Like those charged with criminal contempt, the court may order incarceration of people held in civil contempt. However, unlike individuals charged with criminal contempt, people held in civil contempt are generally not given the same constitutional rights that are guaranteed to criminal contempt defendants.

Those held in civil contempt generally must be given notice of the contempt sanctions and an opportunity to be heard, but usually are not guaranteed a jury trial. Also, their contempt does not need to be proven beyond a reasonable doubt, while criminal contempt charges must be proven beyond a reasonable doubt.
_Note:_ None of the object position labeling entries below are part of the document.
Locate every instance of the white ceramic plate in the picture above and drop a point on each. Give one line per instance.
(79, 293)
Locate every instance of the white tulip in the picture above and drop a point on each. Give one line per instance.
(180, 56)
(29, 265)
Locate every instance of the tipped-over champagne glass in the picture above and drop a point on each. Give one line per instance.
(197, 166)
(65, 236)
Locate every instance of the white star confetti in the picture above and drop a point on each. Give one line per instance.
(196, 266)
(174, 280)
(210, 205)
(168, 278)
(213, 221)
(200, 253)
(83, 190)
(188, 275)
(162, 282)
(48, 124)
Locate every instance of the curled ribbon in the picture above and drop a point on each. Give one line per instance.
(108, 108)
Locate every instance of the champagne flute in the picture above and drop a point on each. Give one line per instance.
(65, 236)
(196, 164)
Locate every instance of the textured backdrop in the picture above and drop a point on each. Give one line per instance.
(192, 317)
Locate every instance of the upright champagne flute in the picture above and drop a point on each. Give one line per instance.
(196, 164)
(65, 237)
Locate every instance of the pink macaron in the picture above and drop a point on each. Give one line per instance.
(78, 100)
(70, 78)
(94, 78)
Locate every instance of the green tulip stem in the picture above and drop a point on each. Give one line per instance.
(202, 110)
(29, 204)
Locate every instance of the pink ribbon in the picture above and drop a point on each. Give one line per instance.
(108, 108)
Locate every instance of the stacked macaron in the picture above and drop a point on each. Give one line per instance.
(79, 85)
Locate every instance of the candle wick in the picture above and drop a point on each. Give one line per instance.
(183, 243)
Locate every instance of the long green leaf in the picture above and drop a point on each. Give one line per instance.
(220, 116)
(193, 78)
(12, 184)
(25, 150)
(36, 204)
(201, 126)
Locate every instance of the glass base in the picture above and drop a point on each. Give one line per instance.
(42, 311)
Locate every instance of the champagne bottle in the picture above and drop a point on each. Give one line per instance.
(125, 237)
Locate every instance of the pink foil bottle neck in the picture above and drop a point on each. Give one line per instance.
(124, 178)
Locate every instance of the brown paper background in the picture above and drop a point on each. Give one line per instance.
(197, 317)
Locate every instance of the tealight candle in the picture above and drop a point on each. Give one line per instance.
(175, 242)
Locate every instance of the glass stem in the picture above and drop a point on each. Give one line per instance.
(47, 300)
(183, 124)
Finally, criminal contempt involves a specified sentence (jail and/or fine), while civil contempt sanctions can be more indefinite, lasting until either the underlying case is resolved or the party in contempt complies with the court order.

Sometimes these basics can be forgotten when in the mix of a family law case.

MANY MOMS GET INTO FAMILY COURT AS A CONSEQUENCE OF HAVING GONE TO SOMEONE TO GET A CIVIL RESTRAINING ORDER, 0r are brought there upon foolishly requesting child support. (LITTLE DID WE KNOW ABOUT THAT LANDMINE…!) AND IN THE AFTERMATH OF THIS, VOILA — SEPARATION, AND PARENTING ORDERS. And those parenting orders can produce civil contempt that, if not obeyed, can get a parent punished.

There’s a legal, principle AND principal difference. That difference affects remedies. Family law is not that new a beast (no-fault divorce is, relatively), but it is a beast of a certain intrinsic nature. It seems (I’m not an attorney!) that divorce itself, or the need to resolve parenting, does not represent EITHER a crime (putting it in criminal), or a TORT (putting it in plain civil court). This, it ain’t a crime, no one did anything wrong (per se, by going to court) puts it in a very swooshy field when it comes to the courtroom. Not so in other venues, which is what I’m pointing out here, when a company recouped its losses, as did the companies insuring it, and too bad for the alarm company whose product didn’t work.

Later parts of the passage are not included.